Luís Brás – Esta entrevista tem o mote da carta que escreveu a Sua Santidade o Papa pedindo um pensamento sobre a criação de um Conselho das Religiões e esse pensamento tem várias nuances no mundo de hoje. Começava por lhe pedir uma opinião sobre o estado do mundo atual. Isto é, depois da criação de uma plataforma digital que uniu o mundo, se essa união em vez de aproximar as pessoas, as religiões, as diferentes congregações mundiais de vários tipos de religião e união social, se não fez antes criar maiores divisões seculares e religiosas e contribuiu para alimentar um certo tipo de guerras?



Professor Adriano Moreira: O projeto mundializante da governança ficou expresso na Carta das Nações Unidas no fim da guerra de 1939 – 1945. E há um problema com a Carta e depois com a subsequente Declaração Universal dos Direitos Humanos. É que foram documentos escritos apenas pelos ocidentais e, portanto, os ocidentais tiveram como guia os conceitos da sua área cultural, os valores da sua área cultural. Quando começaram a entrar os países que ganharam a independência, foi a primeira vez que na história humanidade, todas as áreas culturais do mundo falaram em liberdade e assinaram a Carta, e assinaram a Declaração Universal dos Direitos do Homem, mas as mesmas palavras não tinham mesmo sentido em todas as áreas. Por exemplo: vem lá como declaração de direito fundamental o direito à propriedade; assinaram os ocidentais e assinaram os soviéticos, não estavam a dizer a mesma coisa. Também, por outro lado, a Declaração, creio que é a primeira declaração que consigna este princípio que a família é a base da estrutura social. As áreas culturais do mundo desde os poligâmicos às famílias de facto, têm maneiras variadíssimas de constituir a família! Estavam a falar na mesma coisa? Provavelmente não estavam a falar na mesma coisa.
O resultado foi que entre esses ocidentais, e decorrente tal resultado do facto de antes de começar a guerra a hierarquia das potências estar esclarecida pelos factos, apareceram, numa carta que diz que todos os estados são iguais, os cinco estados mais iguais que foram os que ficaram com direito de veto, entre eles a França e a Inglaterra. Simplesmente, na hierarquia posterior à Guerra, que trouxe tanta destruição e ao mesmo tempo implicou que os ocidentais perdessem a hegemonia, que lhes dava os domínios das matérias-primas e dos mercados dos produtos acabados e a liberdade de estabelecer níveis de salários abaixo das exigências da dignidade humana, começaram a ver não apenas nascer as novas potências que vêm desses países, do ponto de vista económico, como a ter que lutar com as novas circunstâncias, porque lhes faltou a partir dali, da descolonização, essa proeminência que tinham antigamente.
Isto está a ser compensado pelos movimentos da regionalização, quer dizer os países juntam-se para aparecerem perante a globalização numa posição que antigamente era procurada com a soberania própria.

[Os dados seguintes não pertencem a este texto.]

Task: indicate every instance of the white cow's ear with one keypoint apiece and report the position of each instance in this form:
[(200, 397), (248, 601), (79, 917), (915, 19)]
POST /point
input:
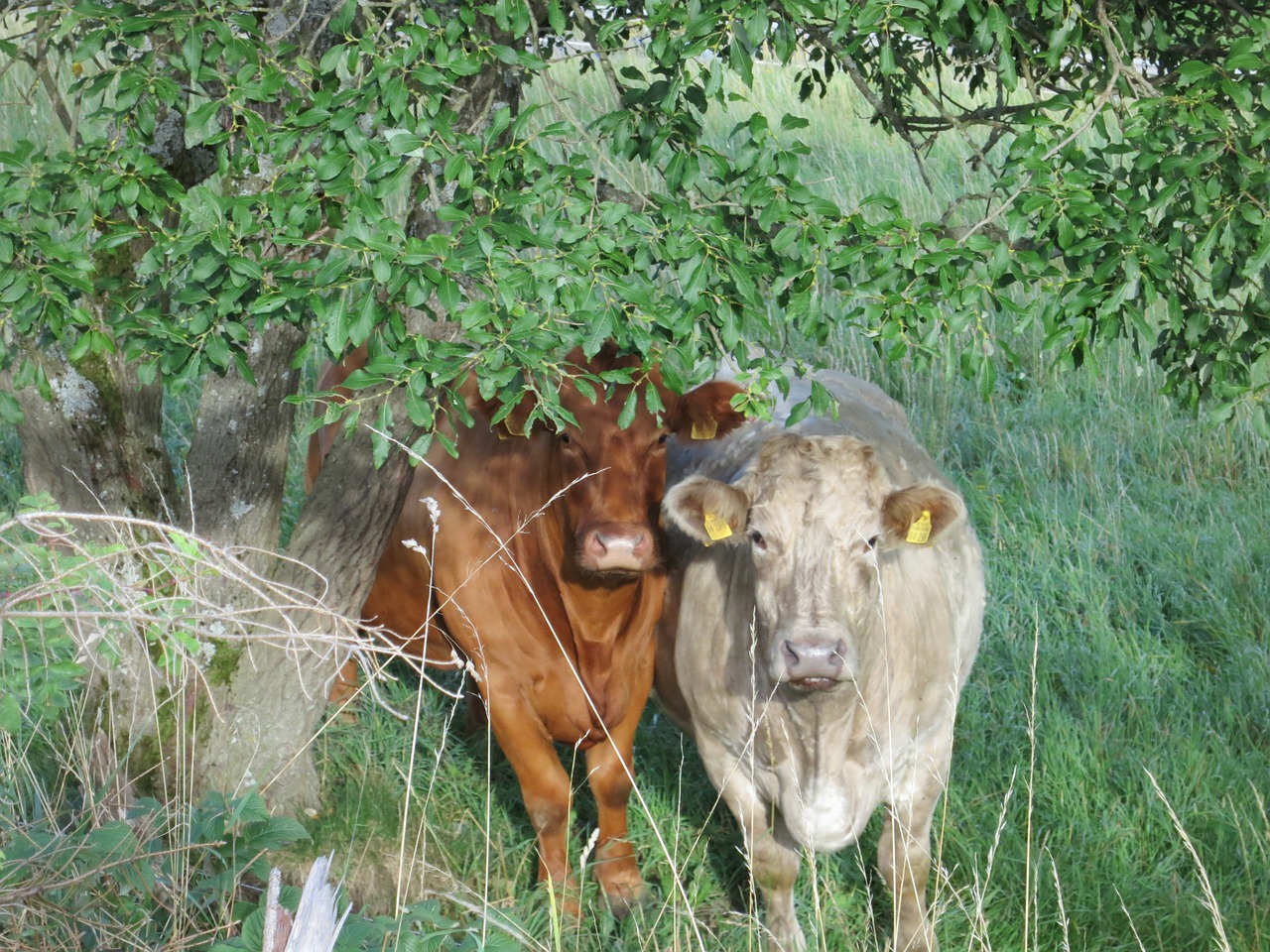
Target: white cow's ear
[(919, 515), (707, 511)]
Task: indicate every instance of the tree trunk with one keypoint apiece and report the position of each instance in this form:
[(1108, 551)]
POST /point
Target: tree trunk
[(96, 444), (271, 710)]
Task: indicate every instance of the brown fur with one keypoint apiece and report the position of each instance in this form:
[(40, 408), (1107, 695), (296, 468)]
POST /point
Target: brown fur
[(518, 584)]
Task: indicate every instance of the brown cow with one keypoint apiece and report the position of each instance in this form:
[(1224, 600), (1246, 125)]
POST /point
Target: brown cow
[(822, 620), (547, 569)]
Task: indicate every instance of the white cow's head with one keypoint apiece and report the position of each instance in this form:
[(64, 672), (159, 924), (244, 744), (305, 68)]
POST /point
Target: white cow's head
[(820, 520)]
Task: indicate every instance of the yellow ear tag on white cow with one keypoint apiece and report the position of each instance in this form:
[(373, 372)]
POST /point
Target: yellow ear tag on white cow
[(716, 527), (920, 532)]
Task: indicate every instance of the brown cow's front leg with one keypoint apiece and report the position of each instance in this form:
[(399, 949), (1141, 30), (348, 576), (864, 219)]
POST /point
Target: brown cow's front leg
[(544, 788), (610, 769)]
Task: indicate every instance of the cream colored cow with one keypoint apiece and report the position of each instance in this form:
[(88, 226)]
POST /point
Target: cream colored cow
[(825, 610)]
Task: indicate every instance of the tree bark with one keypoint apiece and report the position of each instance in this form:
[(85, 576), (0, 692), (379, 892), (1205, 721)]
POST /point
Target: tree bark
[(273, 706), (96, 444)]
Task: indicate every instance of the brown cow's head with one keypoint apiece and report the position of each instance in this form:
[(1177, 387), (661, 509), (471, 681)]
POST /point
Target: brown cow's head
[(820, 518), (613, 477)]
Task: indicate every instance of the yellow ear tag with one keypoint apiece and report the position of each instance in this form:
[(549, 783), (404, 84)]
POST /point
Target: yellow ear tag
[(716, 527), (920, 531), (705, 429)]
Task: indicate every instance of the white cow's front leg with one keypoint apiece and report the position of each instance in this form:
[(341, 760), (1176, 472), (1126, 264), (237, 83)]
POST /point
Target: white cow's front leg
[(905, 862), (772, 865), (775, 870)]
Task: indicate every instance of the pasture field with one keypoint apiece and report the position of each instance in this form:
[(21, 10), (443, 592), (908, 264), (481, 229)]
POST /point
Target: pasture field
[(1112, 749)]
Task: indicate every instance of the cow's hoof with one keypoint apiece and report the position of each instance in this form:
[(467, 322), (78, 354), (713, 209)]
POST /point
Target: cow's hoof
[(624, 901)]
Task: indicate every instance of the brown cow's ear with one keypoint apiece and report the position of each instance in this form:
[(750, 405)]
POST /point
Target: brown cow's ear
[(706, 412), (707, 511), (919, 515)]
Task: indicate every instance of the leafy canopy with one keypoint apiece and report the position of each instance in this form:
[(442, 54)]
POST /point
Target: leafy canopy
[(375, 175)]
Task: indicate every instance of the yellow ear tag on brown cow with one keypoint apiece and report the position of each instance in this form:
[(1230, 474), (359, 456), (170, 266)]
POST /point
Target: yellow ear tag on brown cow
[(920, 532), (716, 527)]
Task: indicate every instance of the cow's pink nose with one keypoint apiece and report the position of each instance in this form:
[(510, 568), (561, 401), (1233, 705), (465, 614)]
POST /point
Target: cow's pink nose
[(813, 664), (608, 549)]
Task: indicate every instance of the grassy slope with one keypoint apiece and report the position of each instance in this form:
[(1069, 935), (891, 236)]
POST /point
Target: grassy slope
[(1127, 551)]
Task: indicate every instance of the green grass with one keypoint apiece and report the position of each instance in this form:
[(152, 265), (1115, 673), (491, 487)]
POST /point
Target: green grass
[(1129, 575), (1125, 548)]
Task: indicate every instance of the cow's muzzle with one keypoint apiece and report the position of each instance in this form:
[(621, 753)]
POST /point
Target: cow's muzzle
[(813, 664), (617, 547)]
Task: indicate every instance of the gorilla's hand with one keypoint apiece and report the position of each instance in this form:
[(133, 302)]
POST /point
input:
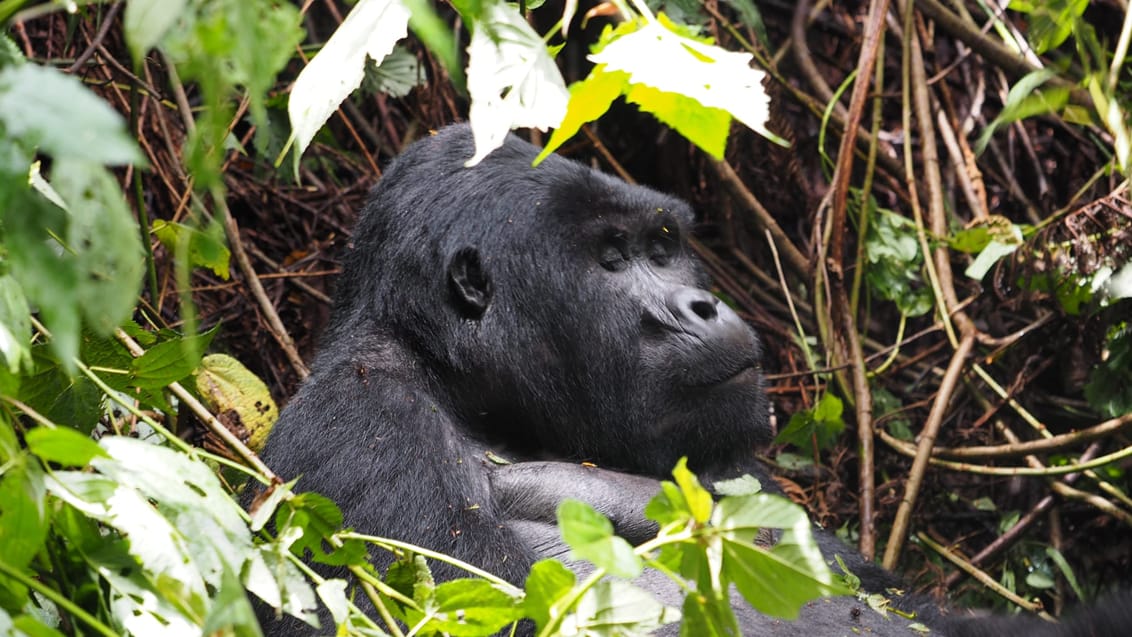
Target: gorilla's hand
[(529, 493)]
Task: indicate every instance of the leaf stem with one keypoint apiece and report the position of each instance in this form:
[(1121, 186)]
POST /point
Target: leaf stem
[(57, 599)]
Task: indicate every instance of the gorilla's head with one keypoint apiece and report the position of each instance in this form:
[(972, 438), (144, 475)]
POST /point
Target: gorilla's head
[(557, 309)]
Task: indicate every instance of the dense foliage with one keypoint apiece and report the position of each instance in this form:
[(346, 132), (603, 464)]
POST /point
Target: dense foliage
[(134, 135)]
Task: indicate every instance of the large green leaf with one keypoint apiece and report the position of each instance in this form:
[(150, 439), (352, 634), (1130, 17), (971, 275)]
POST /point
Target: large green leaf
[(53, 111), (104, 239), (591, 537)]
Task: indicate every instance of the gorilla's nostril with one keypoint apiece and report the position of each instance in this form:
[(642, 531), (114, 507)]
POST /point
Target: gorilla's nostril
[(704, 309)]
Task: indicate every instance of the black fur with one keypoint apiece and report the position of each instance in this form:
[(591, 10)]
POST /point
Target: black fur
[(549, 313)]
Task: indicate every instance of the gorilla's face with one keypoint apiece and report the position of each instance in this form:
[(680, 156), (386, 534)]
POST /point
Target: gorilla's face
[(614, 351), (558, 311)]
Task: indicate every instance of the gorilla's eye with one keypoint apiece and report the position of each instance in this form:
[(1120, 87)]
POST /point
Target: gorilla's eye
[(614, 255)]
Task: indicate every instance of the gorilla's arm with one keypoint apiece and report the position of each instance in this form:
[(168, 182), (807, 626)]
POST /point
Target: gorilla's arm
[(529, 493)]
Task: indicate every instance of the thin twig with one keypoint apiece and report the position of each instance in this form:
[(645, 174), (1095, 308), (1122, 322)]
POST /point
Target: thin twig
[(274, 324), (792, 257), (202, 412)]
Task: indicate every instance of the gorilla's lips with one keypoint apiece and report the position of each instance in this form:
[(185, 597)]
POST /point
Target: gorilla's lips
[(745, 373)]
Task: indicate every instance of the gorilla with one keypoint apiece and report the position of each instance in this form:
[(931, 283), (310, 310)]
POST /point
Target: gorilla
[(554, 316)]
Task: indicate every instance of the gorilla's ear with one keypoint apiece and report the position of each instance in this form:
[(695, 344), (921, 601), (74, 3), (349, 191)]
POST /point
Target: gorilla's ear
[(469, 282)]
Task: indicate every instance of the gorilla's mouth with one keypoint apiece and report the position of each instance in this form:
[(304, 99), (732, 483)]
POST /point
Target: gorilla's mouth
[(745, 375)]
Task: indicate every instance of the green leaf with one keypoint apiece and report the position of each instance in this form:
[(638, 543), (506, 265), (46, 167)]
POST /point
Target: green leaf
[(706, 128), (1026, 100), (206, 248), (512, 79), (590, 536), (170, 361), (31, 626), (618, 608), (24, 513), (697, 498), (820, 425), (473, 608), (44, 272), (746, 484), (589, 100), (548, 583), (658, 57), (1051, 22), (15, 325), (668, 506), (745, 515), (147, 20), (708, 617), (53, 111), (318, 517), (62, 445), (104, 239), (1002, 244), (775, 582), (74, 401), (894, 261), (751, 16), (1109, 386), (438, 37), (274, 578)]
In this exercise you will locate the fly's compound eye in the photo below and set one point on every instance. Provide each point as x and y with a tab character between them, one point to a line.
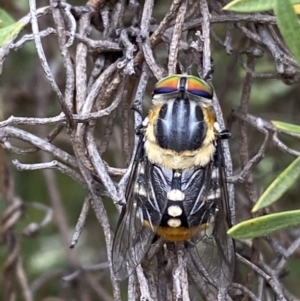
195	87
167	85
198	87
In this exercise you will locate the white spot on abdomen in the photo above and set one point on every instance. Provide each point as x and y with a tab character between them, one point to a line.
174	210
174	222
175	195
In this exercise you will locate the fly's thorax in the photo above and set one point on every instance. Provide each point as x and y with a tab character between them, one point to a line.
180	134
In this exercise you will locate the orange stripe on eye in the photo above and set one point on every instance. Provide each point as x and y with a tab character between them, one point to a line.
199	87
167	85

A União Europeia é hoje o exemplo mais acabado dessa busca pela regionalização. O modelo também está em formação na América Latina e também em formação no oriente. Simplesmente uma regionalização precisa de conceito estratégico específico, tal como os países, e a União Europeia até hoje não definiu o seu conceito estratégico e, estamos a viver nesta contradição. É que têm direito do veto duas potências europeias, cada uma das quais não tem capacidade estratégica para ter esse privilégio. Esta situação implicou naturalmente em muitos aspectos conflitos graves que estão aparecer. E eu tenho resumido esses conflitos, tendo como caraterística principal, o conflito entre a memória e a lei. E dou exemplos: A primeira guerra mundial terminou com a eliminação dos impérios europeus continentais, que era o império germânico, o Austro-Húngaro, o Russo e até o Turco. A segunda guerra mundial terminou com o fim dos impérios coloniais, com custos humanos extraordinários para cada uma das potências coloniais e dos povos que se revoltaram. Esse facto implicou o reavivar do conflito entre as memórias e os tratados. E assim, por exemplo a Alemanha esquece-se que foi titular de um império? Isso não ajuda ao papel directório que tem progressivamente assumido, impedindo a formação do conceito estratégico europeu? Julgo que este facto tem tido importância. Ponho isso como hipótese. Mas também chamo atenção para o discurso do Presidente da Rússia e a intervenção que fez na Ucrânia. A Europa quis que a Ucrânia entrasse para a União Europeia, esquecendo-se que a memória imperial da Rússia sempre teve aquela região como elemento fundamental. E o presidente da Rússia fez um discurso, e eu até tive uma aula na Universidade Católica onde os estudantes me pediram para fazer uma aula sobre o discurso, eu disse: sobre o discurso não vale a pena, vale pena sobre o retrato, aquele retrato publicado que trazia o presidente a fazer o discurso rodeado de generais solenemente fardados e medalhados. A mensagem estava no retrato e o que ele afirmou é que a sua fronteira de interesses era mais vasta que a fronteira geográfica, e as consequências estão a ver-se.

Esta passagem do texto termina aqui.